Un Gouvernement sans le PSD
Le Parti Social-Démocrate a officiellement quitté le Gouvernement dirigé par le libéral Ilie Bolojan, ce qui a entraîné une reconfiguration rapide de l’Exécutif.
Roxana Vasile, 24.04.2026, 13:39
La coalition gouvernementale de Bucarest, réunissant le Parti Social-Démocrate, le Parti National Libéral, l’Union Sauvez la Roumanie et l’Union Démocrate des Magyars de Roumanie, ne fonctionne plus suite à la démission en bloc, jeudi à midi, des ministres sociaux-démocrates. Le PSD, incontestablement le principal parti parlementaire à l’issue des élections législatives de décembre 2024, a officiellement retiré son soutien au premier ministre libéral Ilie Bolojan, dénonçant une fois de plus, à l’appui de sa décision, la récession, l’inflation, l’effondrement de la consommation et de la production au nom de la réduction du déficit budgétaire abyssal du pays.
Les sociaux-démocrates, ouverts à toute formule sans Bolojan
La condition posée par les sociaux-démocrates pour ne pas quitter le gouvernement était la démission du premier ministre, un geste que celui-ci a refusé de faire. Après le départ des ministres du PSD, le gouvernement Bolojan 2 s’est reconfiguré sur le tas. Le chef de l’Exécutif a préféré la solution des ministres par intérim afin d’éviter, a-t-il dit, un blocage de la gestion du pays. Cette solution n’a pas besoin de la validation au Parlement sur les prochains 45 jours, l’équipe gouvernementale ayant ainsi pleins pouvoirs d’action, tout comme auparavant.
Le premier ministre a fait savoir qu’il allait assumer le portefeuille de l’Énergie: « Au ministère de l’Énergie, Ilie Bolojan. Je crois que je peux faire avancer les choses dans ce domaine, pour faire augmenter la production, nettoyer les réseaux parasités par la clientèle politique et prendre des mesures pour que l’énergie soit moins chère en Roumanie. »
Les autres portefeuilles devenus vacants – à savoir l’Emploi, la Justice, la Santé, l’Agriculture et les Transports – ont été assumés par les ministres du PNL, de l’USR et de l’UDMR du Cabinet.
Le premier ministre Ilie Bolojan a expliqué ce choix: « Mon objectif a été de proposer des gens dont l’expérience leur permette d’assumer immédiatement l’activité, pour éviter les défaillances et pour continuer les projets en cours. Pour cela, j’ai demandé aux nouveaux ministres de contacter, d’ici lundi, les démissionnés, pour le transfert des dossiers et nous aurons une réunion de travail lundi prochain. »
Désormais c’est au président de jouer le rôle de médiateur
Les démissions des ministres sociaux-démocrates et les noms proposés pour l’intérim ont été remis à l’Administration présidentielle.

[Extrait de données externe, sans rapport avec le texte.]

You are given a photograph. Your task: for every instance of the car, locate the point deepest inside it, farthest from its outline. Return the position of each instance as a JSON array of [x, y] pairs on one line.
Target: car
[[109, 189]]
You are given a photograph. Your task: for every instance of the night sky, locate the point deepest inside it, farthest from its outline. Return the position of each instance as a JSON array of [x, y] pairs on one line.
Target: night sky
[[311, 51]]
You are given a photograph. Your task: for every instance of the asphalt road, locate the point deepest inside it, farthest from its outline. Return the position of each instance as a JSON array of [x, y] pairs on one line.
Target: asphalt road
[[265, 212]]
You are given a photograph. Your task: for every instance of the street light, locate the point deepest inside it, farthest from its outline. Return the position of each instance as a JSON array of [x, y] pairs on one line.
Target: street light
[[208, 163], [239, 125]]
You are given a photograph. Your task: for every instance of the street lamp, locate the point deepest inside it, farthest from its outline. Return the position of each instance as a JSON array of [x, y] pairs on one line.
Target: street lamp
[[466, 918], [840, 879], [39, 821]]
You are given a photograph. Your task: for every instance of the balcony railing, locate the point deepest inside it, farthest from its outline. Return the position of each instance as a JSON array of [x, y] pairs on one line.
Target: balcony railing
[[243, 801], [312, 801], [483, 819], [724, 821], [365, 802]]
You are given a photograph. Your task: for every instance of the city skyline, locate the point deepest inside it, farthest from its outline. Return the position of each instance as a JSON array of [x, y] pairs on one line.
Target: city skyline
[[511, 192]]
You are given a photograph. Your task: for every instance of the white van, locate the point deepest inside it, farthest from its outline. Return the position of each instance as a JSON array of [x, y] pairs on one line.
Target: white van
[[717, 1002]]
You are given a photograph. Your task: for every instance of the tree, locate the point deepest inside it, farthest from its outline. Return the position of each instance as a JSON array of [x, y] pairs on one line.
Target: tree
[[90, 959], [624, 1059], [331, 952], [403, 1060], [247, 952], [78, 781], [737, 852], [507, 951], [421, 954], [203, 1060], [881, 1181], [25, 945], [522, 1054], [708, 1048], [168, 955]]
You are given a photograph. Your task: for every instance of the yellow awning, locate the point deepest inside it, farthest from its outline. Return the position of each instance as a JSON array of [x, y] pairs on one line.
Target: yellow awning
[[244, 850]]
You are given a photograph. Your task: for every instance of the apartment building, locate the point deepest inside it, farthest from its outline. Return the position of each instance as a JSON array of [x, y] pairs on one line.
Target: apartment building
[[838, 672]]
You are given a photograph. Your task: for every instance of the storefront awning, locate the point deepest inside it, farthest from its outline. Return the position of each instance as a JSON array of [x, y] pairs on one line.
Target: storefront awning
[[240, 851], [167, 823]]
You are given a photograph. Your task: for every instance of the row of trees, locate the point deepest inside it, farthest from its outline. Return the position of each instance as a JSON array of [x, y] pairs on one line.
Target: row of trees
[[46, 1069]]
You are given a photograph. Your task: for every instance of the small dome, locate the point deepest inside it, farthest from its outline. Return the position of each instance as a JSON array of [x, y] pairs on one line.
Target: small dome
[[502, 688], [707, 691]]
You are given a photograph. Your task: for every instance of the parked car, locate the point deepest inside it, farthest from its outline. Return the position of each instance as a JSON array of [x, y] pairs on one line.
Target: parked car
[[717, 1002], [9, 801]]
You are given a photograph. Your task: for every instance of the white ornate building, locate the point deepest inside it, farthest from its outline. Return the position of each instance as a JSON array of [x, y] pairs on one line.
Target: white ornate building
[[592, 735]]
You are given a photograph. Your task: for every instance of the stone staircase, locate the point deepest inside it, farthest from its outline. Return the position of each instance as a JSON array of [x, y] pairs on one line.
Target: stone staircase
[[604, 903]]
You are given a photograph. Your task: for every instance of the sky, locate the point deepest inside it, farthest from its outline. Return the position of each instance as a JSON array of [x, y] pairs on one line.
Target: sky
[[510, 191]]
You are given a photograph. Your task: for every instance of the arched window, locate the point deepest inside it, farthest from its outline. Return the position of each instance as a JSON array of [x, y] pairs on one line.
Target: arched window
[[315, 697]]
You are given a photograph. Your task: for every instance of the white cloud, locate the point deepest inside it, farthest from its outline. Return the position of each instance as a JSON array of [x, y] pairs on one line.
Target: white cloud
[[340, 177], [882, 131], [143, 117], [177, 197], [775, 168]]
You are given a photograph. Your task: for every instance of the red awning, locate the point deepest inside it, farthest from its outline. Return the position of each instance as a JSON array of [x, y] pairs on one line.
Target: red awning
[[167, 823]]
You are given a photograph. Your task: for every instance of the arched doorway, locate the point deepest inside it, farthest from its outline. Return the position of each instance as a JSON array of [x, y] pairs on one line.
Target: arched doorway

A Chypre, où il participe au sommet informel de l’Union européenne, le chef de l’Etat, Nicuşor Dan, a réaffirmé le maintien de son rôle de médiateur dans la crise politique actuelle, assurant également que la Roumanie gardait son parcours européen.
« Nous avons quatre partis pro-occidentaux qui souhaitent maintenir ce cap. Pour nous, l’OCDE, le SAFE et le PNRR sont extrêmement importants et il y a un consensus là-dessus. Les institutions fonctionnent et la Roumanie continuera, sous une forme ou une autre, sur le chemin qu’elle a assumé. »
Un cabinet qui vit sous la menace d’une motion de censure
Le PSD considère, néanmoins, que la nouvelle formule gouvernementale ne serait pas fonctionnelle, le maintien d’Ilie Bolojan à la tête d’Exécutif sans majorité parlementaire étant profondément irresponsable, ayant des effets négatifs sur l’économie nationale, vu notamment le contexte géopolitique actuel. D’ailleurs, malgré ses pleins pouvoirs, le Cabinet « Bolojan 2 » vit sous la menace d’une possible motion de censure, bien que l’on ait du mal, pour l’instant, à imaginer l’initiateur. Le leader de l’Alliance pour l’Union des Roumains (AUR, d’opposition nationaliste), George Simion, accuse le PSD d’avoir provoqué cette crise politique comme une diversion pour cacher l’absence de l’action et l’abandon des secteurs stratégiques de la Roumanie.